Todas las encuestas desde hace muchos meses lo anunciaban pero nadie lo creía. Parecía imposible. De hecho lo era. Ni siquiera el partido republicano pensaba que podría hacerse realidad su pesadilla. Donald Trump es hoy, después del supermartes, mucho más candidato de lo que lo ha sido nunca.
Su retórica en campaña va dirigida a las pasiones y no a las razones. Sus mensajes van directos al estómago de los electores, y no a su conciencia ni a su corazón. Su imagen es la de un hombre hecho a sí mismo, alejado del partido y sin necesidad de grandes aportaciones de grupos de presión y empresarios. Ha recaudado cinco veces menos que sus adversarios, pero no le importa. No le debe nada a nadie, ya que él mismo es millonario.
Con Trump en cabeza en las primarias, los republicanos entran en una lucha importante no solo sobre quién los va a representar en noviembre, sino sobre la naturaleza y esencia del partido. Desde hace cuarenta años, los republicanos han sido una alianza un poco desequilibrada entre conservadores sociales y religiosos, conservadores prolibre mercado y grupos de interés corporativo, con el último segmento dictaminando gran parte de la política económica del partido, y del país.
Pero las cosas han cambiado en sus votantes (que en primarias suelen ser mucho más conservadores que la media de votantes republicanos).
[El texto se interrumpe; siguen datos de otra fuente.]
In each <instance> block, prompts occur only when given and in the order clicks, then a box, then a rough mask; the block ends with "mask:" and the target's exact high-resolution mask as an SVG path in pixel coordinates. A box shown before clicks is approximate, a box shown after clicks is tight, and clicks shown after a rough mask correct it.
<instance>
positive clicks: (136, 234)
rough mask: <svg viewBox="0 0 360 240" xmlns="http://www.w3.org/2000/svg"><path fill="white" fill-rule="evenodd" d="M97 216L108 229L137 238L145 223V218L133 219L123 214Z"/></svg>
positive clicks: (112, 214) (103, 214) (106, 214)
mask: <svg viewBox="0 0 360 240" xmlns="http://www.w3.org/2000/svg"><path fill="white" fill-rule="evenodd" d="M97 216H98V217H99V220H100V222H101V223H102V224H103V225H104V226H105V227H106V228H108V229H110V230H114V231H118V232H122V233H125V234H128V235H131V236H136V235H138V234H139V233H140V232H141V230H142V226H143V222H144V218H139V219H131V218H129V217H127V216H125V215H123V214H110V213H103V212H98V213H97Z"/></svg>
Han abandonado al partido y se han lanzado a los brazos de un mensaje populista que prefiere el insulto a la propuesta, proteccionista, que lucha contra los inmigrantes y se encierra en sí mismo. Trump ha logrado el apoyo del electorado blanco, trabajador de clase media que lleva años sintiéndose excluido de la política del país y que ve al GOP, su partido, como un conglomerado de intereses económicos que ya no es creíble ni confiable.
Sólo Cruz, otro ‘outsider’ ultraconservador, que ha ganado en Texas y Oklahoma, puede hacerle sombra a medio plazo. Rubio, el más cercano al establishment del partido, ha conseguido, al menos, ganar en Minnesota y se mantiene en la carrera, pero con poquísimas opciones.
Los votantes republicanos quieren a un líder que sea referente y que no le deba nada a nadie ni dependa de nadie, con un mensaje claro. Desde el partido republicano, sin embargo, quieren a un líder que pueda ganar las elecciones de noviembre convenciendo a minorías e independientes, y Trump no parece que lo pueda ser.
Por parte demócrata también ha habido una confirmación. Si no pasa nada, las encuestas de hace meses también se cumplirán y Hillary Clinton será la candidata a las elecciones de noviembre. Aún así, la excelente campaña de Bernie Sanders ha propiciado que pueda luchar hasta el final. Su mensaje de cambio total, como el de “estas elecciones no tratan solo sobre escoger a un candidato, sino de transformar a Estados Unidos”, así como su tirón entre los jóvenes y ―al igual que Trump― su alejamiento del establishment del partido, le ha otorgado una gran popularidad que se ha concretado en cuarenta millones de recaudación solo en el mes de febrero. Ese dinero le ha servido para invertir en la campaña y lograr esta noche cuatro victorias básicas (Vermont, Oklahoma, Colorado y Minnesota) para continuar teniendo posibilidades.
Pero sigue lejos de Hillary. La razón es clara: Sanders gana entre los jóvenes, sí, pero no en el resto de segmentos. Cuando los estados en liza son menos homogéneos, con minorías, siempre pierde. Los afroamericanos y los latinos votan por Hillary, los blancos por ambos, y los jóvenes por Sanders. En estados (como los del sur) con grandes minorías, especialmente la comunidad negra, Sanders no tiene nada que hacer ante la maquinaria de Hillary, que lleva haciendo campaña en esos territorios desde el siglo pasado.
Está terminando el supermartes y está terminando como se esperaba. Por una vez, para desesperación republicana y alegría demócrata, las encuestas que hace un año vaticinaban unas elecciones de noviembre entre Trump y Clinton se pueden hacer realidad.